Takumi ne put s’empêcher de sourire avec ironie devant la Reine déprimée qui tendit tristement la main sur la joue.

« Quoi qu’il en soit, vous vous en êtes bien sorti cette fois. Je pense vraiment que vous l’avez fait, alors ne doutez pas de mes paroles, » déclara-t-elle.

« Eh bien, c’est un peu une récompense. Je veux dire, j’ai choisi un combat assez dur pour une enfant toute seule, » répondit-il.

Il désigna Lise et Eluria et lui caressa doucement la tête.

« Elle n’est pas très différente de moi… utilisée par les adultes depuis notre enfance, laissée seule, car notre cœur est épuisé par la solitude… Je veux la sauver entre toute chose, » déclara la reine.

Le doux sourire sur son visage était pur comme les mots qu’elle disait.

« Aussi, elle est tellement adorable ! Regardez ! Regardez comme elle marmonne dans son sommeil ! Son existence même est apaisante pour mon cœur… ugh ! »

« Continuez de faire l’imbécile et elle va se réveiller. J’ai compris que vous êtes comme son parent au cœur tendre, mais ne pouvez-vous pas vous comporter comme une vraie reine pour une fois ? » demanda Takumi.

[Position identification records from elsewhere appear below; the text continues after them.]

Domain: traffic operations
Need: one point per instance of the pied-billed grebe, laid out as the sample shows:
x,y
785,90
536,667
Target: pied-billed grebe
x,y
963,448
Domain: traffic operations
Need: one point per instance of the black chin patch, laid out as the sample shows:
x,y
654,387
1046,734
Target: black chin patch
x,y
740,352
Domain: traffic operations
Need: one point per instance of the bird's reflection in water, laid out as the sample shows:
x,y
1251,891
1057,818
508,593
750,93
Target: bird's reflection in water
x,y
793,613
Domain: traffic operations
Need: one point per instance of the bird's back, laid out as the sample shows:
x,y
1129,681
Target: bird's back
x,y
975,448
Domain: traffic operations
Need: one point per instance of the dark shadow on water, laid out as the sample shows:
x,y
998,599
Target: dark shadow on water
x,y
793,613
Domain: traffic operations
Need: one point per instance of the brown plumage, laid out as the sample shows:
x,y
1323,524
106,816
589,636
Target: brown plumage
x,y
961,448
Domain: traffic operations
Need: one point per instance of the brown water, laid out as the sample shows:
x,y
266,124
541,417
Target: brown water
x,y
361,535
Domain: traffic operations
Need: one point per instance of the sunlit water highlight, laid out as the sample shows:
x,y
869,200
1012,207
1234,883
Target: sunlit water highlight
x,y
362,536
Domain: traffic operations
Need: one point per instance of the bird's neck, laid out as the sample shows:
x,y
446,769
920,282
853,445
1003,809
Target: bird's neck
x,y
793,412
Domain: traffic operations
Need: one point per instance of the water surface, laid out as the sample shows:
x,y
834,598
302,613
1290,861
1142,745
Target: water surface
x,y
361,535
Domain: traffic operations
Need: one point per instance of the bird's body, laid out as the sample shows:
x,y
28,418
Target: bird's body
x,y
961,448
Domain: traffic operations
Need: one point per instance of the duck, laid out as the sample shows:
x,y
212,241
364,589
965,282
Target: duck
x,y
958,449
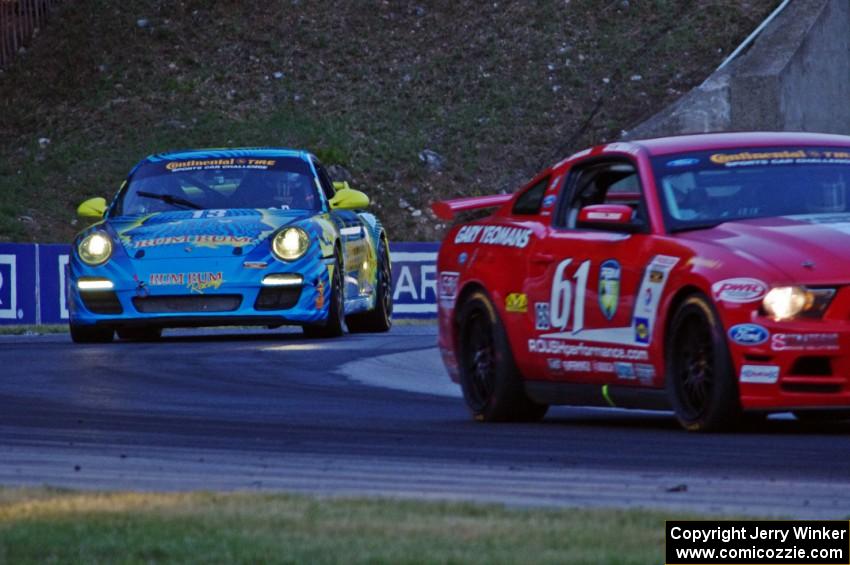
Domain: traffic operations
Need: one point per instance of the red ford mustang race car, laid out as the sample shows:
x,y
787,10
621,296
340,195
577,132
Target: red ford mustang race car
x,y
709,274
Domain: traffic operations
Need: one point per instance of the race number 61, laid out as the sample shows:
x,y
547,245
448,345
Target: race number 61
x,y
561,299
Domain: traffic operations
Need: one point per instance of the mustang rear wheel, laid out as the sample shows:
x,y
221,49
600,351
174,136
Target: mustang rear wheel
x,y
90,334
380,318
492,384
700,382
140,334
335,325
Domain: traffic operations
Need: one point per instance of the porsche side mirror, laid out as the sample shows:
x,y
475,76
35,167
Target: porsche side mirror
x,y
609,217
349,199
92,209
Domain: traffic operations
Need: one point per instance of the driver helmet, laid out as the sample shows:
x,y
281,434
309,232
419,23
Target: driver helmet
x,y
827,194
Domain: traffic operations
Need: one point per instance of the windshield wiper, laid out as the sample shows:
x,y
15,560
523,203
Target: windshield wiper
x,y
698,226
168,199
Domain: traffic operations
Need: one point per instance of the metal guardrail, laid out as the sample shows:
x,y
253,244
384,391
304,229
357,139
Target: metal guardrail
x,y
19,20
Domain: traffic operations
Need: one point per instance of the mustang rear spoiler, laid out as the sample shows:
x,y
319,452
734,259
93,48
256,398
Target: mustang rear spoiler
x,y
446,209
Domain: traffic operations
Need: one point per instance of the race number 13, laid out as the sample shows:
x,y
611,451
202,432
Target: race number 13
x,y
561,301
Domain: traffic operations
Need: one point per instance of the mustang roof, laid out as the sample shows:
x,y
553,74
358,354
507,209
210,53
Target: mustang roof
x,y
700,142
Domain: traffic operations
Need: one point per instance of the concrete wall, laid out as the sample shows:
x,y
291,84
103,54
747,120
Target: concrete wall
x,y
794,77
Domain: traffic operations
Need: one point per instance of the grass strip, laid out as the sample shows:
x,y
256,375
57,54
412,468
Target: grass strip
x,y
58,526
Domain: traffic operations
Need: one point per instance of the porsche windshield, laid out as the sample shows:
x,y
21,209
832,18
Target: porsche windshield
x,y
285,183
711,187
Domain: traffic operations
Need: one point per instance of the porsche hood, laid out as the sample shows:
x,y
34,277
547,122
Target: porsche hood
x,y
203,233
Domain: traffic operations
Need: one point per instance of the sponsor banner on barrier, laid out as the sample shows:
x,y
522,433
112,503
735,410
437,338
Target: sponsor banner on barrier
x,y
18,284
52,263
33,286
414,279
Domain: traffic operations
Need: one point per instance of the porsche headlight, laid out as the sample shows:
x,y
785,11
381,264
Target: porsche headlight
x,y
290,244
95,248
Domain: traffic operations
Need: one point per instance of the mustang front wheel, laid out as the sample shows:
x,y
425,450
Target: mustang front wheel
x,y
492,384
700,382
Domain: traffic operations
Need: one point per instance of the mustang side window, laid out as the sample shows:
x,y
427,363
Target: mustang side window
x,y
529,202
603,183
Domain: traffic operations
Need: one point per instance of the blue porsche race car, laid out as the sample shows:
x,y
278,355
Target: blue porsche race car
x,y
229,237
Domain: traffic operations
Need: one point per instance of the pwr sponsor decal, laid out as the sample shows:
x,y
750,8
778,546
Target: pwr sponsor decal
x,y
739,290
505,236
759,374
804,342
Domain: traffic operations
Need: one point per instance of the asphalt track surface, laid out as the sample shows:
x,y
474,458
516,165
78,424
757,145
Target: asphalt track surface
x,y
274,411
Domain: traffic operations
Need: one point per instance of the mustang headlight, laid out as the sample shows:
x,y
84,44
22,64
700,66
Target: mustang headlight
x,y
785,302
290,244
95,248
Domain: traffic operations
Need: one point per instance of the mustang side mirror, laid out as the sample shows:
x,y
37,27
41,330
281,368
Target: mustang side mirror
x,y
609,217
92,209
349,199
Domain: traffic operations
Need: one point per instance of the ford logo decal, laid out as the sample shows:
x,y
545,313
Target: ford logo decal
x,y
748,334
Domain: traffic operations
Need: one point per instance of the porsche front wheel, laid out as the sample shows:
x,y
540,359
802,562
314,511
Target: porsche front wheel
x,y
700,381
380,318
491,382
335,323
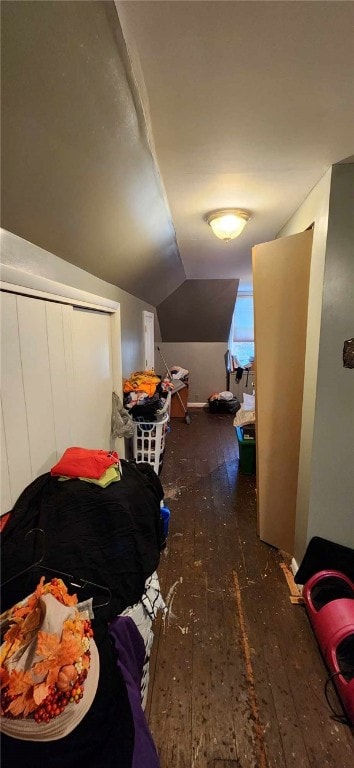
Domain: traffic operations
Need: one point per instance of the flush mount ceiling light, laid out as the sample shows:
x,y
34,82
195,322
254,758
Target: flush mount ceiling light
x,y
228,223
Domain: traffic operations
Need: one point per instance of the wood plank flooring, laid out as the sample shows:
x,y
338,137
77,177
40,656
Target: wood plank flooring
x,y
237,680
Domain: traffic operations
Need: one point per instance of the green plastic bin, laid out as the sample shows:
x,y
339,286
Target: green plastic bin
x,y
247,453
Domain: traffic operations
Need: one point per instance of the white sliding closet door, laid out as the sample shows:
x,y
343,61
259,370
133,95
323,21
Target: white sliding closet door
x,y
56,386
93,378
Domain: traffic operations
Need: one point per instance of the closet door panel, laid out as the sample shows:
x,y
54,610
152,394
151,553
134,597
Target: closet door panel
x,y
13,399
281,272
56,314
93,379
37,383
6,498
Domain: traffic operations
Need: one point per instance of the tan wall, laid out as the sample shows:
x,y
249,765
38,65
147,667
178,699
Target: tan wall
x,y
32,261
313,210
326,478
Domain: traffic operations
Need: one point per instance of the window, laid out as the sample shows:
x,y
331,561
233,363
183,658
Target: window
x,y
242,332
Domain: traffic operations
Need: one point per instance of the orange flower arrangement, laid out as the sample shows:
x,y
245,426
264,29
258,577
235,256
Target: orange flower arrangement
x,y
60,662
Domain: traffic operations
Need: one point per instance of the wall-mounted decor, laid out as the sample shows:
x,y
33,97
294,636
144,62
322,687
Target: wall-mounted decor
x,y
348,353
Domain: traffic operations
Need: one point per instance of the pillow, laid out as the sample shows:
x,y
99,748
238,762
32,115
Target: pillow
x,y
248,402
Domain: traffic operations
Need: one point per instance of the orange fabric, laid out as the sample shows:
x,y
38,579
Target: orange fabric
x,y
142,381
84,462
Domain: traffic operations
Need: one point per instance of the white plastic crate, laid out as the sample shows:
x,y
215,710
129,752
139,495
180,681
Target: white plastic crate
x,y
149,441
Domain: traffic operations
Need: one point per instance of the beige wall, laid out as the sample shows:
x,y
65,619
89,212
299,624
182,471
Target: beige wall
x,y
30,260
325,487
313,210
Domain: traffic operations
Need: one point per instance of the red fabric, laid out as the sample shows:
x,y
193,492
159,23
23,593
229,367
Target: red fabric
x,y
4,520
84,462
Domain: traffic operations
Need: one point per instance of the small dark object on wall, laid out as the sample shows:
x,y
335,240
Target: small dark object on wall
x,y
348,353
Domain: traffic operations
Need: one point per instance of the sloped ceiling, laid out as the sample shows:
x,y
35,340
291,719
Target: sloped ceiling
x,y
199,310
250,103
124,123
78,175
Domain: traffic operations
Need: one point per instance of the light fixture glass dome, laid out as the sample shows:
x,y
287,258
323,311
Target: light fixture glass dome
x,y
228,223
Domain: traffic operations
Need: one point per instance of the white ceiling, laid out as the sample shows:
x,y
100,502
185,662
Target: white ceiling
x,y
248,103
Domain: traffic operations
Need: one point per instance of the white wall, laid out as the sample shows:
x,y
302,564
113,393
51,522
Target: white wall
x,y
30,260
326,477
313,210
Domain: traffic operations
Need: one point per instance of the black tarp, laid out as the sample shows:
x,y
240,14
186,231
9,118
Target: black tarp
x,y
111,536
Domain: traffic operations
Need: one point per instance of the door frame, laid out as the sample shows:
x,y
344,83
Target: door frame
x,y
149,339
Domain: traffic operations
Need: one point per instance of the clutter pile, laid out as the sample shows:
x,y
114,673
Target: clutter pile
x,y
145,396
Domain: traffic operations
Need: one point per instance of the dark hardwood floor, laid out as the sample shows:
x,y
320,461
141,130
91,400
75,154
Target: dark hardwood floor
x,y
237,680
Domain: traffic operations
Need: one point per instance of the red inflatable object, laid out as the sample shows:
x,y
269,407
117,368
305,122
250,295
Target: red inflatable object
x,y
329,600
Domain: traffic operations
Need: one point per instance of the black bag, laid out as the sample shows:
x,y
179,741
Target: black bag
x,y
224,406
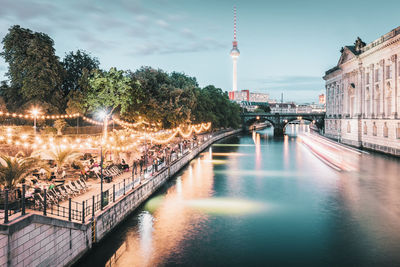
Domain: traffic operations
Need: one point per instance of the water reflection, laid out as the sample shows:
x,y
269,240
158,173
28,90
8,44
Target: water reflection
x,y
173,218
271,201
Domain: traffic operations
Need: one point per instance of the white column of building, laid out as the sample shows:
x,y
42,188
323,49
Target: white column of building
x,y
394,85
382,89
372,90
234,74
360,91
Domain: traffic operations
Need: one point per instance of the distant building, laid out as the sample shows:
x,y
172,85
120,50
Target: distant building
x,y
322,99
246,95
252,106
283,107
363,99
259,97
304,108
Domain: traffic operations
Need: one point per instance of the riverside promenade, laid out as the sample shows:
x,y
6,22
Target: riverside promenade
x,y
35,239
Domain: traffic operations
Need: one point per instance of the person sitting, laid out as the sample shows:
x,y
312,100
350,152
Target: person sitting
x,y
42,173
51,186
124,166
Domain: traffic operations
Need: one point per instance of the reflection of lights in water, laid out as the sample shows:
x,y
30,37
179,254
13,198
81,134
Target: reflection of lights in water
x,y
217,161
258,151
226,206
286,150
262,173
229,154
179,185
153,203
232,145
145,233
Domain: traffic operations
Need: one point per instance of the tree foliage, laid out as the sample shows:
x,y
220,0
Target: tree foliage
x,y
77,85
35,73
77,66
14,169
108,91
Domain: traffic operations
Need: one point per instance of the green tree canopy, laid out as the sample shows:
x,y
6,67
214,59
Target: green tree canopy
x,y
35,73
77,65
108,91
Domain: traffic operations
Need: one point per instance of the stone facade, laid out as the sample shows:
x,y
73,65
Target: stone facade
x,y
363,95
37,240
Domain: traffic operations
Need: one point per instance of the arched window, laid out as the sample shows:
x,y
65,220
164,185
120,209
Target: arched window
x,y
388,99
385,130
398,131
374,129
377,100
367,102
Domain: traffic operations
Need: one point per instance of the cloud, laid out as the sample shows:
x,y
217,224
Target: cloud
x,y
162,23
289,82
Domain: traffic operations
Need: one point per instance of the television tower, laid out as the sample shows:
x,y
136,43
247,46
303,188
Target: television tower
x,y
234,52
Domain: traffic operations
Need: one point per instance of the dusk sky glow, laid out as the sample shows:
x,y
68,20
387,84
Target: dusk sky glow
x,y
285,46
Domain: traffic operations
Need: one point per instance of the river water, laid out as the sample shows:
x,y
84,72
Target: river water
x,y
256,200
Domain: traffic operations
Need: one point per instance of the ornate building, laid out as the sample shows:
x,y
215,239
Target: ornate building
x,y
363,95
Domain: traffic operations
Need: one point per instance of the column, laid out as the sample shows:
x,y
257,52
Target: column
x,y
372,90
394,85
382,88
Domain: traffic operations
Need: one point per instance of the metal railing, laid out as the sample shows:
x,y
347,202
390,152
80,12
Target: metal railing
x,y
14,201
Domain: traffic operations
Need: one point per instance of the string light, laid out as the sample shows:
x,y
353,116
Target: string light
x,y
32,115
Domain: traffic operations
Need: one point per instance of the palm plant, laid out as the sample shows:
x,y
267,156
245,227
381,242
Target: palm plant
x,y
60,156
14,169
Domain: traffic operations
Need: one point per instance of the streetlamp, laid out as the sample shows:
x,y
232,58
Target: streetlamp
x,y
34,113
102,116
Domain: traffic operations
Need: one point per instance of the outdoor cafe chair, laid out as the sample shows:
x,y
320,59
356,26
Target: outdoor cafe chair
x,y
73,188
78,187
70,191
81,184
66,193
60,193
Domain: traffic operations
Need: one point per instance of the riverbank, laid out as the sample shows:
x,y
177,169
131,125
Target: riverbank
x,y
35,239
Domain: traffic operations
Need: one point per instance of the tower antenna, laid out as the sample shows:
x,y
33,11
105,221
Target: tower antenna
x,y
234,52
234,23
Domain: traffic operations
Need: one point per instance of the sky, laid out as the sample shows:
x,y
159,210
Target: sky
x,y
285,46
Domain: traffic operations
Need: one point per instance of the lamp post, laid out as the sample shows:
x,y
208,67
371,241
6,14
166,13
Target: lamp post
x,y
34,112
103,116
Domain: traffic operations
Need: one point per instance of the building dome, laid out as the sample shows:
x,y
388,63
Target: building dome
x,y
235,52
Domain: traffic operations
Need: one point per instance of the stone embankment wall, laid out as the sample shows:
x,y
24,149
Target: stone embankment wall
x,y
37,240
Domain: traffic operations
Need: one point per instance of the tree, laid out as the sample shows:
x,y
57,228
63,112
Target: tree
x,y
108,91
77,66
60,125
14,169
165,98
214,105
35,73
60,156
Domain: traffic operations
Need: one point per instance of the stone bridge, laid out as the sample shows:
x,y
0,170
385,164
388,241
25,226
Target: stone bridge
x,y
279,120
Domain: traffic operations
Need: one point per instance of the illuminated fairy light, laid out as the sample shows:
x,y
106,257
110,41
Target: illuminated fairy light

« Pourquoi ? N’êtes-vous pas celui qui a le cœur tendre ? Vous avez même mis de côté votre objectif pour satisfaire ma demande et sauver cette enfant, » déclara la reine.

Eluria avait légèrement plissé les yeux pendant qu’elle respirait profondément.

« Vous aviez prévu de faire perdre à la magie sa valeur pour dépouiller Richtert de la dissuasion qui empêchait les autres pays d’agir… et personne n’a rien remarqué de tout cela, » déclara la reine.

Takumi haussa les épaules en silence.

« J’ai seulement inclus Lise dans mon plan parce que je pensais que ce serait amusant à l’avenir, » répondit Takumi.

« Oh, vous n’avez pas besoin d’être si embarrassé, » déclara la reine.

« Je ne dis pas ça pour cacher ma gêne. De plus, il est évident que j’ai le cœur tendre, » déclara Takumi.

Un sourire avait fendu le visage de Takumi en regardant sa reine dans les yeux.

« Après tout, je suis le marchand d’esclaves au cœur tendre, » déclara Takumi.